What is a pending order?
A pending order is a tool that allows you to open or close positions at the desired price automatically after the price reaches the set value. This is the main difference from a market order, which is executed at the current price immediately. At the same time, pending orders differ in that if the price has not reached the set value, the order will not be executed.
Pending orders will help those who use technical analysis and do not want to constantly sit at the screen, waiting for the best entry price.
With the help of pending orders, you can not only open, but also close positions.
Stop Loss is an order that is placed in case the price does not go where the trader expected. When the price reaches this order, the position will be closed at a loss.
Take Profit is an order that will automatically close a profitable position when the price level predicted by the trader is reached.
Opening positions using limit orders
A limit order is an order to open a position at the stated price or better. To make a purchase transaction, an order is placed below the current market price, and for sale – higher. Thus, limit orders are applied when the trader expects that the price will reach a certain level, and then turn away from it in the opposite direction.
Such orders are used in situations when a trader expects a price rebound from strong levels. They are executed at a price no worse than the stated one. Execution is possible even at the best price if the value specified in the order falls into the price gap.
Buy Limit
Buy Limit is a pending order to buy (at the Ask price) below the current market price. This order is used by a trader when he expects the price to decrease to a certain value and wants to open a buy position there. For example, if the price of the GBP/USD currency pair is at 1.3880 and the trader wants to buy it from the 1.3800 level, he needs to set a Buy Limit order to this level (or maybe a little higher).
Sell Limit
Sell Limit is a pending sell order (at the Bid price) above the current market price. This order is applied if the trader expects the quotes to rise to a certain level and is going to open a sell position there. For example, if the quotes of the EUR/USD currency pair are now around 1.1750, and the trader wants to sell the asset when the price reaches the 1.1800 level, a Sell Limit order is placed at this level (or slightly lower).

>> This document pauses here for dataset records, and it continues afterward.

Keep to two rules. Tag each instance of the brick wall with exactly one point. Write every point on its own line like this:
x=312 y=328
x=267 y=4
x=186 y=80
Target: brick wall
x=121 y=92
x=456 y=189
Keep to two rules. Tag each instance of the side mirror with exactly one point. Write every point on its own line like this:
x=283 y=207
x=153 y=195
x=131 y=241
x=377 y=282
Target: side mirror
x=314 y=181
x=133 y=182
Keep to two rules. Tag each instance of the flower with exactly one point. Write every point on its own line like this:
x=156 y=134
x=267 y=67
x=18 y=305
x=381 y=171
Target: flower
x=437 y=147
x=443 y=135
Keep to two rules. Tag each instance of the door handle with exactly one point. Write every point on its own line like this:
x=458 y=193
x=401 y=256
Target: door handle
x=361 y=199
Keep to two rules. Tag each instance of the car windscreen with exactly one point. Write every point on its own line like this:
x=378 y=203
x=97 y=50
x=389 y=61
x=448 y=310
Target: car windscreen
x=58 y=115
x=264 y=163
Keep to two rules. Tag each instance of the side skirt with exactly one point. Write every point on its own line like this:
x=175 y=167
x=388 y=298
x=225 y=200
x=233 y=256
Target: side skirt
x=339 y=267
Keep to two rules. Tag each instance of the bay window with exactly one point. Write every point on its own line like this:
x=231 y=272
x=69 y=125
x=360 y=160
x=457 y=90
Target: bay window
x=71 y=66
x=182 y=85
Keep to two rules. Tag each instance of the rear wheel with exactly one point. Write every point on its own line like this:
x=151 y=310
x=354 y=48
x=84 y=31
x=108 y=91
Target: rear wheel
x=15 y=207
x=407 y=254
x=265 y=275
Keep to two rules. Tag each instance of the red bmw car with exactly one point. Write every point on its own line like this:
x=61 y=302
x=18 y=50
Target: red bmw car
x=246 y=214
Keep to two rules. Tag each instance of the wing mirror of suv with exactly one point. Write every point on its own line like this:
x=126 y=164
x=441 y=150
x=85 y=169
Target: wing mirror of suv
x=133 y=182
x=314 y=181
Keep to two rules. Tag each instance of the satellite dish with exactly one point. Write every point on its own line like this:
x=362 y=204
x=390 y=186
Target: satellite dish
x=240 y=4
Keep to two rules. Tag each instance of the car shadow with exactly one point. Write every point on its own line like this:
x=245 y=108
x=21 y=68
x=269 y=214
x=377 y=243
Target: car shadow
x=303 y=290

Opening a position on a stop order
A stop order is a tool that allows you to open a position at the market price when the values specified in advance in the order are reached. A buy order is placed above the current price, and a sell order is placed below. Stop orders are used when a trader expects that the price, having reached a certain level, will continue to move in the same direction.
Usually this type of orders is used in strategies based on the breakdown of levels.
If there is an impulse in the market at the moment due to high volatility, there may be slippage and the order will open slightly worse than the value indicated by the trader.
Buy Stop
Buy Stop is an order to buy (at the Ask price) above the current market price. Activating an order and opening a buy position is triggered when the price rises to the specified value.
Example:
The quotes of the AUD/CAD pair are at 0.8940.
The trader expects that the growth will continue if the price breaks through the resistance level of 0.8975.
To do this, a pending Buy Stop order is placed just above this level (for example, at 0.8990).
When the Ask price reaches 0.7160, a buy position will open.
Sell Stop
Sell Stop is a sell order (at the Bid price) below the current market price. When the price reaches the desired values, the order is automatically triggered and opens a sell position.
Example:
The quotes of the GBP/JPY pair are around 160.60.
The trader expects that the pair will continue to decline if it breaks down the support level of 160.
To do this, a pending Sell Stop order is placed slightly below this level (for example, at 159.85).
When the Bid price reaches the value of 159.85, a sell position will open.
Conclusion
Thanks to pending orders, the trader has another, powerful tool that helps to use various strategies profitably, helping to increase the number of openings or closures of positions.
It becomes possible not to monitor the market 24 hours every day, but to place orders in a planned place, with fixed risks. Trading becomes almost completely automatic.